Ahmed S. Ibraheem
Sohag University, Egypt
Ahmed S Ibraheem has obtsined his PhD from Virginia Common Wealth University in 2004 and then moved to Sohag University Egypt. Later, he temporaryly started working at Hail University, KSA. The field of specialization for him is Immunology with special focus on Autoimmunity.
In this study, we planned to test toxic effects of cadmium, aluminum either alone or combined with each other on sensitive organs as kidney and liver. The cadmium alone decreased the animal’s body weight. Meanwhile, aluminum did not affect the changes in body weight of cadmium treated animals; adding the zinc significantly reduced the loss of body weight. Serum creatinine and urea were significantly lower in treated group than in control group.
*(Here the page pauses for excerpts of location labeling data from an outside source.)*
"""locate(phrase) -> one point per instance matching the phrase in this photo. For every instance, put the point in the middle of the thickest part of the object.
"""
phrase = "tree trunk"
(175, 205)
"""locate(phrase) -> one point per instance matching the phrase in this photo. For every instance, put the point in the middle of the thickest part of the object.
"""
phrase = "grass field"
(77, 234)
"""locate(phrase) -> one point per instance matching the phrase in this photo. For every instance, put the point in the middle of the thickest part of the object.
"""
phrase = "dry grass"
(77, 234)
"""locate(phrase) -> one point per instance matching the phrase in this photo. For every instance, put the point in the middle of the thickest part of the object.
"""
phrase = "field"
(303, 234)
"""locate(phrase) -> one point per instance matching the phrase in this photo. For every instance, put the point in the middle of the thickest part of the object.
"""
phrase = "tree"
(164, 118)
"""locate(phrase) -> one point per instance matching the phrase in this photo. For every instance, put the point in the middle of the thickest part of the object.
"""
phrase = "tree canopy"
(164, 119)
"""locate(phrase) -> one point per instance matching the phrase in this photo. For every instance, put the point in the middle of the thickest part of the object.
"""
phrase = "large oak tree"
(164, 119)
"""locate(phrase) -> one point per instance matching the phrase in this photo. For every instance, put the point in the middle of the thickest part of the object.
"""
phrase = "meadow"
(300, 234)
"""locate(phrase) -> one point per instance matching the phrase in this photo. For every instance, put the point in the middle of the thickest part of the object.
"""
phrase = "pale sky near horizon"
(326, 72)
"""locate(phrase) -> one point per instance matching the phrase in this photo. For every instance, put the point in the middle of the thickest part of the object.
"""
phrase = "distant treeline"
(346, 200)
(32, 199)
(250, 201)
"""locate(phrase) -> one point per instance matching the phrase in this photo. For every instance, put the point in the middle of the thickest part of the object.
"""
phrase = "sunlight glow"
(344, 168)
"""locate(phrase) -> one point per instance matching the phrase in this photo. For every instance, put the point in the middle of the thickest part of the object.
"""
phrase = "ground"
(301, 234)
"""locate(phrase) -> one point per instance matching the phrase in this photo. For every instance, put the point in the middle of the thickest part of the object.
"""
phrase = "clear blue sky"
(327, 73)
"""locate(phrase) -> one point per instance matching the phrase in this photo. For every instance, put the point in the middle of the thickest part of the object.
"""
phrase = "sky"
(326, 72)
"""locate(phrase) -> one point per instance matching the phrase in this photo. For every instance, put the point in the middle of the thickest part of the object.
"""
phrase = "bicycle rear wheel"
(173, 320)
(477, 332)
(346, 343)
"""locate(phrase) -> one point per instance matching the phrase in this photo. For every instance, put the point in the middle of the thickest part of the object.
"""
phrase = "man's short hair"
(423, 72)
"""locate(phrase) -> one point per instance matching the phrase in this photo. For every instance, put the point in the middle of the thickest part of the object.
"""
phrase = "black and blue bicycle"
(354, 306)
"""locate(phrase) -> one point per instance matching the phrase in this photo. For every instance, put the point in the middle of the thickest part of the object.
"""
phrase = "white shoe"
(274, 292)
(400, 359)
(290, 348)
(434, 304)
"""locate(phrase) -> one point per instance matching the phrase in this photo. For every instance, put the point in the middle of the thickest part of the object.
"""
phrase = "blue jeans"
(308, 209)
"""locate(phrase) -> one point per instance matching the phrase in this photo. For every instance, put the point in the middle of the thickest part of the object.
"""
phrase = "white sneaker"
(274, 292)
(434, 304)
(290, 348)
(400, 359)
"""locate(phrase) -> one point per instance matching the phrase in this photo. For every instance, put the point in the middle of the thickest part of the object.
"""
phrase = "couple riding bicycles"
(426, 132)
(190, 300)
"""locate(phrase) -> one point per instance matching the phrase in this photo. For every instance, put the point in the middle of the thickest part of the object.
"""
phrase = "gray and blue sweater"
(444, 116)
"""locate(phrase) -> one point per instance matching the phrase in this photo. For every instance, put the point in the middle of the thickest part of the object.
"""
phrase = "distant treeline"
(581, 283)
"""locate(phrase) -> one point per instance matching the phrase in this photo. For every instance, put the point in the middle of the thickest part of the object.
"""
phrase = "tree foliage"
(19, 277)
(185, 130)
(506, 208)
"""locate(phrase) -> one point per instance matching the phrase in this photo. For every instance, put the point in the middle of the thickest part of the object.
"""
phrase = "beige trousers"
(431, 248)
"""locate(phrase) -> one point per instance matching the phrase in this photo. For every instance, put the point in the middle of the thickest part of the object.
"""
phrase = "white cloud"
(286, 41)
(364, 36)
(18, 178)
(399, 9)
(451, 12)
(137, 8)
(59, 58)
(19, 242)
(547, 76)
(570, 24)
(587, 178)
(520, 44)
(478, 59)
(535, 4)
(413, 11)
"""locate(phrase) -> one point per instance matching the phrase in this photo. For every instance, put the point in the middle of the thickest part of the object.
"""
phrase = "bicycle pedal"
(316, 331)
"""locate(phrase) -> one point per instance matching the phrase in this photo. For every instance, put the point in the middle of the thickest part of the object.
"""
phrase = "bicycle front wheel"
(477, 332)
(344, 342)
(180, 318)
Cadmium and aluminum or combination of them resulted in a significant increase in serum GPT and GOT activity. Zinc did not prevent the changes caused by aluminum, however, the changes resulted by cadmium intoxication were almost healed or ameliorated by zinc. Treating with Zn alone resulted in drastic effects on kidney tissues more than either cadmium or aluminum. Treating with cadmium or aluminum resulted in infiltration of the liver parenchyma with lymphocytes, fibrosis, micro vesicular steatosis of the hepatocytes for both and appearance of many phagocytic cells, pyknotic cells and vacuolation for cadmium. Combined cadmium and aluminum treatment resulted in less damage than cadmium alone with exception of fatty degeneration. Unexpectedly, zinc induced acute cells exibited vacuolation and steatosis. Cadmium and aluminum combined together did not worsen the situation as expected but was less damaging than cadmium alone, which suggests a possible synergistic effect of combination. Meanwhile, zinc failed to protect kidney from aluminumintoxication, which strengthens the suggestion of two different pathways of cadmium and aluminum intoxication. This finding meant that cadmium is more hepatotoxic than aluminum.